A cause of action in prima facie tort against the individual defendants is sufficiently stated. These defendants are not entitled to be indemnified by the district in this type of action under the provisions of section 3023 of the Education Law and thus no notice of claim is required as to them personally. (Sandak v. Tuxedo Union School Dist. No. 3, 308 N. Y. 226, 231; O’Hara v. Sears Roebuck & Co., 286 App. Div. 104.) In reaching this conclusion we do not reach or pass upon the theory of damages alleged by the plaintiff. Suffice it to say that in this cause there are allegations which set forth the intentional infliction of temporal or specific damage on the plaintiff by the individual defendants. These are sufficient for a cause in prima facie tort (Advance Music Corp. v. American Tobacco Co., 296 N. Y. 79).

The second cause is against the school district only and the plaintiff denominates it as one for breach of contract. Subdivision 1 of section 3813 of the Education Law requires that in all actions against a school district not sounding in tort the complaint must allege that a verified claim was filed within three months after the cause accrued. There is no such allegation here. This cause should therefore be dismissed with permission to the plaintiff to replead, if so advised.

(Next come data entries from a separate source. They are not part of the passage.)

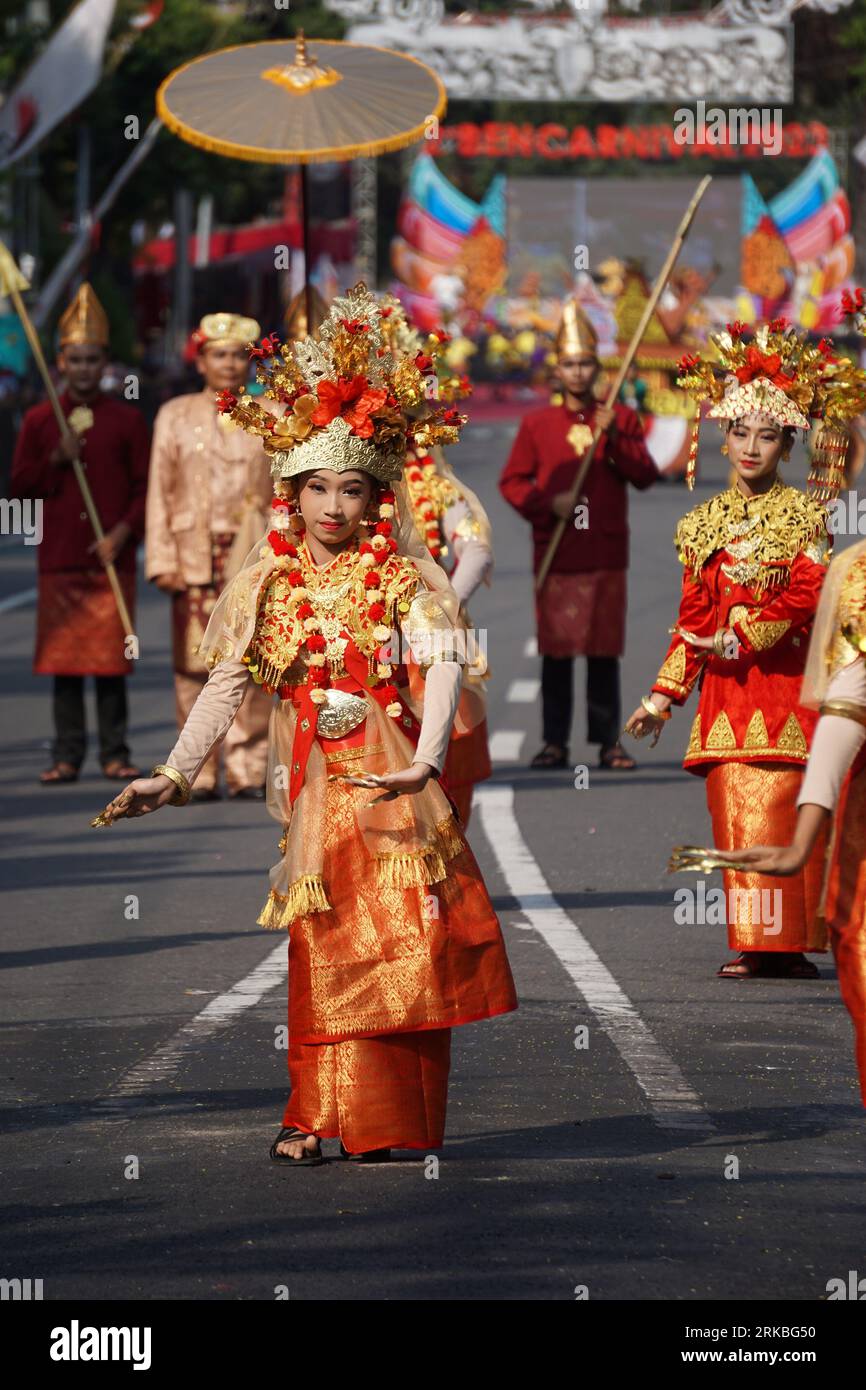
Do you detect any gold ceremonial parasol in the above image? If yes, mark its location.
[156,32,446,322]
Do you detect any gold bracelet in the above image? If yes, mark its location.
[641,695,670,719]
[150,763,192,806]
[819,699,866,724]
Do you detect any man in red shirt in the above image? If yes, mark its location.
[499,299,659,770]
[10,284,150,785]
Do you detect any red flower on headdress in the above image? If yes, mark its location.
[250,334,279,360]
[734,343,794,391]
[268,531,297,555]
[817,338,838,364]
[310,375,388,439]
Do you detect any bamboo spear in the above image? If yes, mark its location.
[0,240,135,637]
[535,174,713,594]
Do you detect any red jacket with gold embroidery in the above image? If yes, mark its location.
[652,482,828,774]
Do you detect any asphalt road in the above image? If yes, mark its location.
[0,425,866,1301]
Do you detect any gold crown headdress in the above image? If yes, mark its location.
[57,281,108,348]
[677,318,866,502]
[217,282,466,482]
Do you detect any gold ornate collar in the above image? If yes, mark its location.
[674,480,828,591]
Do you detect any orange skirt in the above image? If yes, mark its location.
[706,762,827,951]
[827,755,866,1105]
[282,1029,450,1154]
[33,570,135,676]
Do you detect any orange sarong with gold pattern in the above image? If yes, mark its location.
[284,730,517,1152]
[706,763,827,951]
[826,749,866,1105]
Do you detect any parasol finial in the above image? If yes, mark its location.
[261,29,341,92]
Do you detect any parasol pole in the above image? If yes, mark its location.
[0,240,135,637]
[535,174,713,594]
[300,164,313,334]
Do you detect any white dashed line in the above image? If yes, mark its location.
[0,589,39,613]
[491,728,527,763]
[505,678,541,705]
[475,787,714,1133]
[99,941,288,1111]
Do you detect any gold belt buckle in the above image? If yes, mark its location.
[316,688,370,738]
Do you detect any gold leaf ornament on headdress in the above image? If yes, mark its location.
[677,318,866,500]
[217,282,466,482]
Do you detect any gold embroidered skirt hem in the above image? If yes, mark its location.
[282,1029,450,1154]
[706,763,827,952]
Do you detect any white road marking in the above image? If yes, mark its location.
[475,787,716,1133]
[97,941,288,1111]
[505,677,541,705]
[491,728,527,763]
[0,589,39,613]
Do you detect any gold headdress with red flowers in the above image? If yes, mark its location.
[217,282,466,482]
[677,318,866,502]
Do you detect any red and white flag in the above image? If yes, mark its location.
[0,0,117,168]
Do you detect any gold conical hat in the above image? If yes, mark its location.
[282,285,328,342]
[199,311,261,348]
[58,281,108,348]
[556,299,598,357]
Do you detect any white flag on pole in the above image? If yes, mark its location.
[0,0,117,168]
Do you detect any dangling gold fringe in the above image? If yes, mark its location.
[257,873,331,931]
[806,424,848,502]
[685,400,701,492]
[375,816,466,888]
[752,564,791,594]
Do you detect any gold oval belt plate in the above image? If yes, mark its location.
[316,689,370,738]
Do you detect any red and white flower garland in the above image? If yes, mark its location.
[263,492,403,719]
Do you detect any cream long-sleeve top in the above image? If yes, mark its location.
[161,659,461,784]
[442,498,493,603]
[796,660,866,810]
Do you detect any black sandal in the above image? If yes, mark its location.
[716,951,773,980]
[271,1127,325,1168]
[530,744,569,767]
[339,1140,391,1163]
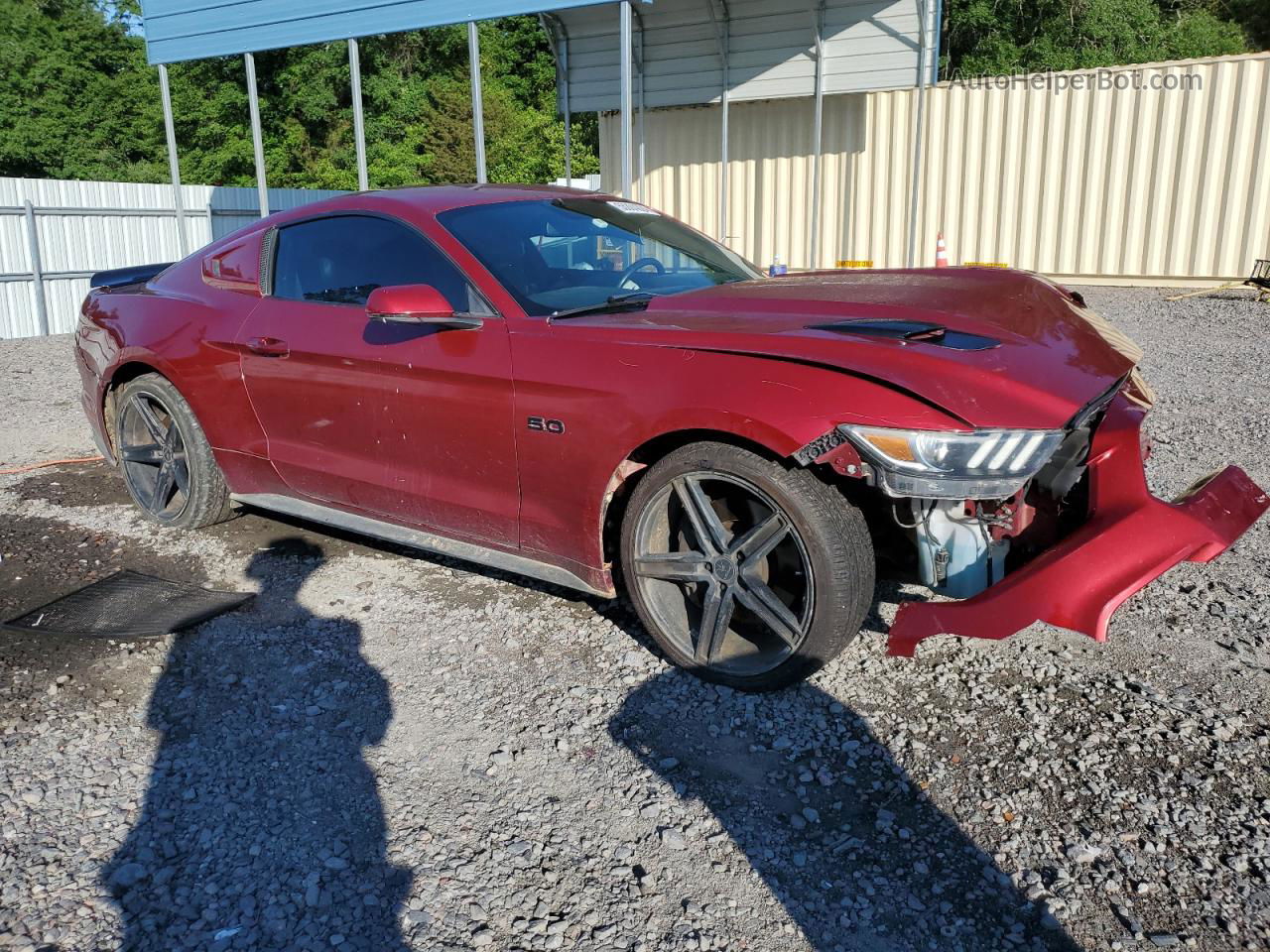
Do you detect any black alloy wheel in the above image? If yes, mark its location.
[113,373,232,530]
[622,443,874,690]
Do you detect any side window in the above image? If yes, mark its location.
[273,214,479,311]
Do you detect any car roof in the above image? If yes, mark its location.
[287,184,608,218]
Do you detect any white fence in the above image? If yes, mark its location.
[0,178,341,340]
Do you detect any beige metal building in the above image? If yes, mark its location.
[600,52,1270,286]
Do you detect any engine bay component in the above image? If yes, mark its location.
[911,499,1010,598]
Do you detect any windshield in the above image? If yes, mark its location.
[437,196,759,316]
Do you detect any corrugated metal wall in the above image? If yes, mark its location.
[0,178,341,339]
[600,52,1270,285]
[558,0,938,112]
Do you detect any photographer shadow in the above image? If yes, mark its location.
[101,538,410,952]
[609,669,1080,952]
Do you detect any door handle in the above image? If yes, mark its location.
[246,337,291,357]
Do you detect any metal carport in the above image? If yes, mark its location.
[142,0,940,265]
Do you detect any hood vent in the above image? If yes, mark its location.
[808,321,1001,350]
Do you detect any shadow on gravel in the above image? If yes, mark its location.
[103,538,410,952]
[609,669,1080,952]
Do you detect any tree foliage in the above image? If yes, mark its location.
[940,0,1270,75]
[0,0,1254,189]
[0,0,599,189]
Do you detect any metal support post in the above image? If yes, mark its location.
[159,63,190,258]
[348,40,371,191]
[23,199,49,334]
[242,54,269,218]
[467,20,486,182]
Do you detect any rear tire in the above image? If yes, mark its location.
[114,373,234,530]
[621,443,875,690]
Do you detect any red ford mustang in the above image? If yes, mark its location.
[77,185,1270,689]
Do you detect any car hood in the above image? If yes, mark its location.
[569,268,1142,429]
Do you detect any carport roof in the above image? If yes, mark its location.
[141,0,629,63]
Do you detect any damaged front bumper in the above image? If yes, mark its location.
[888,394,1270,657]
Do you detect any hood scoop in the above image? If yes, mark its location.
[808,320,1001,350]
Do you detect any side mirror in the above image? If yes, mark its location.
[366,285,482,330]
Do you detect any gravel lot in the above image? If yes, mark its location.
[0,289,1270,952]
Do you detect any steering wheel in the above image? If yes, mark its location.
[617,258,666,289]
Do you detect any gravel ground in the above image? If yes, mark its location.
[0,289,1270,952]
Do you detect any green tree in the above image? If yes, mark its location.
[940,0,1249,75]
[0,0,167,181]
[0,0,599,189]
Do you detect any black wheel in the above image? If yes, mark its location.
[114,373,232,530]
[621,443,874,690]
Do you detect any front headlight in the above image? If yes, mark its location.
[838,424,1063,499]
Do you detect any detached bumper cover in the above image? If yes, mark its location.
[888,395,1270,657]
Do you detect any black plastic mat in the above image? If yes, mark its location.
[4,570,253,638]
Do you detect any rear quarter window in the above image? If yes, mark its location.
[272,214,471,311]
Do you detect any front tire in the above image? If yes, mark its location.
[621,443,874,690]
[114,373,232,530]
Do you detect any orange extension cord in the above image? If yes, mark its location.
[0,456,101,476]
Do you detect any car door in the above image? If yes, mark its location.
[237,214,520,544]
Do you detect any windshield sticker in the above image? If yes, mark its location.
[608,202,658,214]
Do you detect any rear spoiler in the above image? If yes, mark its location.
[89,262,174,289]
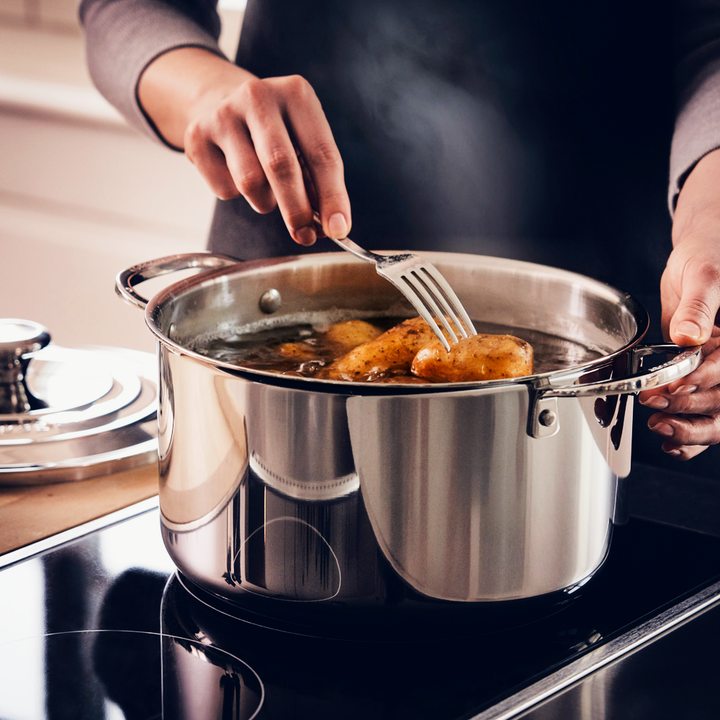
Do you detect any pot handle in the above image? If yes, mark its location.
[115,253,239,310]
[537,343,702,398]
[528,344,702,438]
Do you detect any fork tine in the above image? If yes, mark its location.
[400,267,460,343]
[421,264,477,337]
[383,274,450,352]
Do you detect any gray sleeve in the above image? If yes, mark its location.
[80,0,222,142]
[668,0,720,213]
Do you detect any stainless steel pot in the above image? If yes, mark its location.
[117,253,699,612]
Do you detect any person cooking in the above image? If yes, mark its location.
[80,0,720,460]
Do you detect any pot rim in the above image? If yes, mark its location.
[138,252,650,395]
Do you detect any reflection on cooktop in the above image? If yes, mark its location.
[0,630,263,720]
[0,496,720,720]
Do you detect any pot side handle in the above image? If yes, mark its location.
[537,343,702,398]
[115,253,239,310]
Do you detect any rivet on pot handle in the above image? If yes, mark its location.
[528,343,702,438]
[115,253,238,310]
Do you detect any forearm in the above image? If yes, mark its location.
[138,47,254,150]
[80,0,220,137]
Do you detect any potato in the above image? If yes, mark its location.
[317,317,435,382]
[325,320,382,354]
[411,335,533,382]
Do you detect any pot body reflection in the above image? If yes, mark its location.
[159,345,632,608]
[117,253,697,627]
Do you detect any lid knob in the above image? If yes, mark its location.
[0,318,50,414]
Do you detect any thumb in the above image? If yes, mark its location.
[669,267,720,346]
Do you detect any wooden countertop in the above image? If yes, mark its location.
[0,463,158,555]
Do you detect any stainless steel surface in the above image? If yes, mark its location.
[119,253,698,606]
[331,237,477,352]
[471,583,720,720]
[0,320,157,485]
[347,388,620,601]
[0,318,50,414]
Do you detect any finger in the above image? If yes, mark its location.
[185,126,240,200]
[641,336,720,402]
[212,115,277,214]
[287,85,352,239]
[640,386,720,415]
[669,258,720,346]
[648,413,720,445]
[661,440,708,461]
[242,81,317,245]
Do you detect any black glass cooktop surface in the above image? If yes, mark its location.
[0,464,720,720]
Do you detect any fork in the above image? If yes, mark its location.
[324,226,477,352]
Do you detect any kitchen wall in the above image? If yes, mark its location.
[0,0,242,351]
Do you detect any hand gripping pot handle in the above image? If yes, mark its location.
[115,253,238,310]
[537,343,702,397]
[528,343,702,438]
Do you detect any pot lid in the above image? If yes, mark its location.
[0,319,157,485]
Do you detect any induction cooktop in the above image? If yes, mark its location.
[0,468,720,720]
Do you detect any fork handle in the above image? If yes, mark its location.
[330,238,381,263]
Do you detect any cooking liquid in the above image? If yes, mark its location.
[192,317,601,378]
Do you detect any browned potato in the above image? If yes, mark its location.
[277,342,317,360]
[412,335,533,382]
[325,320,382,354]
[375,375,429,385]
[317,317,435,382]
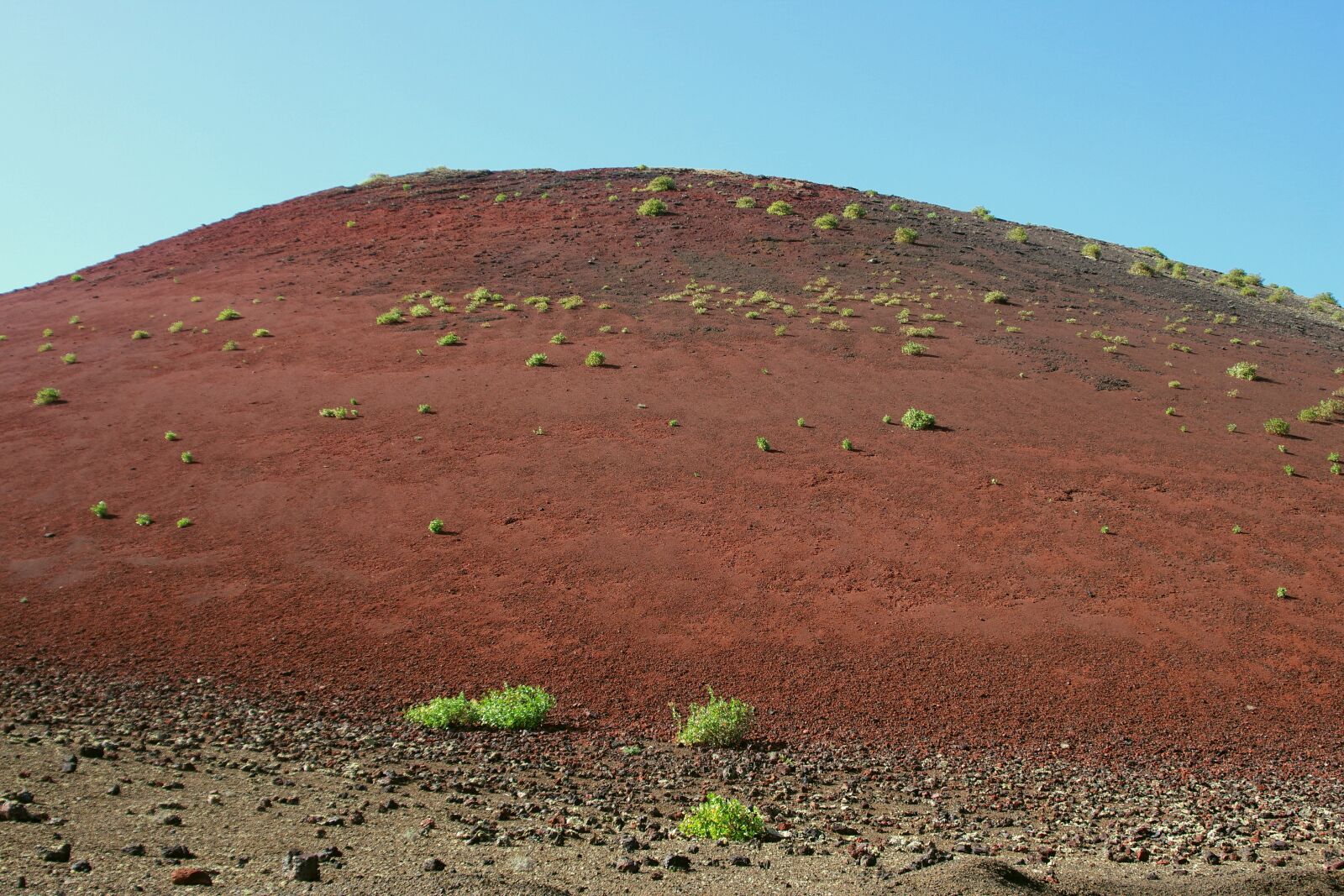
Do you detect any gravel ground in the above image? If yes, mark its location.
[0,666,1344,894]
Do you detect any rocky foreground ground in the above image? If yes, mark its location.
[0,666,1344,894]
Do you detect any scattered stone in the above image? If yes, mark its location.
[38,841,70,862]
[284,849,323,881]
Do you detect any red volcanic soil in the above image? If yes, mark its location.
[0,170,1344,759]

The third cause is against the district and the individual defendants. The plaintiff urges it is one for abuse of process. To establish this tort, the process of law must be used improperly and this means something more than proper use from a bad motive. If the process is used for the purpose for which it is intended, one is not liable even though he has a vicious or vin*300dictive motive (1 N. Y. Jm\, Abuse of Process, § 3, pp. 56-58). The plaintiff concedes there was a right to suspend him. He really complains of the delay in filing charges and making a determination. This does not constitute a use of process outside of the purpose for which it was authorized or intended. Thus facts sufficient to state a cause are not alleged and this cause must be dismissed. Of course as in the first cause there is no allegation as required by section 50-i of the General Municipal Law as to the district which is fatal. As in that cause this does not apply to the individual defendants however.

The plaintiff labels the fourth cause as one for tortious intervention with contract rights. It is only against the individual defendants. Here again no notice of claim is required since no indemnity by the district is mandated. The plaintiff by realleging in this cause paragraph Fifth of the first cause has affirmatively alleged that all the acts of the individual defendants of which he complains were done within the scope of their authority as members of the Board of Education of the district. The general rule is that one acting within the scope of his employment who induces a breach of contract is not liable in damages to the other party to the contract (Greyhound Corp. v. Commercial Cas. Ins. Co., 259 App. Div. 317). There are exceptions to this rule however. (See Buckley v. 112 Central Park South, 285 App. Div. 331; Stell Mfg. Corp. v. Century Ind., 15 A D 2d 87.) There are facts stated in this cause which if properly pleaded would permit the interpretation that the defendants did some of the acts outside of their duties as members of the Board of Education of the district. Thus this should be dismissed with permission to replead within 20 days if so advised.

As indicated in discussing the first cause, our conclusions with respect to any of the causes of action sustained or where permission to replead is granted do not reach or pass upon the theory of damages alleged by the plaintiff.

We do not pass upon the effect of the third ordering paragraph as the appeal from that paragraph was withdrawn during the argument of the appeal.

The order granting summary judgment to defendants should be reversed, and defendants’ motion granted accordingly.

Williams, P. J., Bastow, Henry and Del Vecchio, JJ., concur.

Order granting summary judgment to defendants unanimously reversed, without costs of this appeal to any party, and defendants’ motion granted in accordance with the opinion.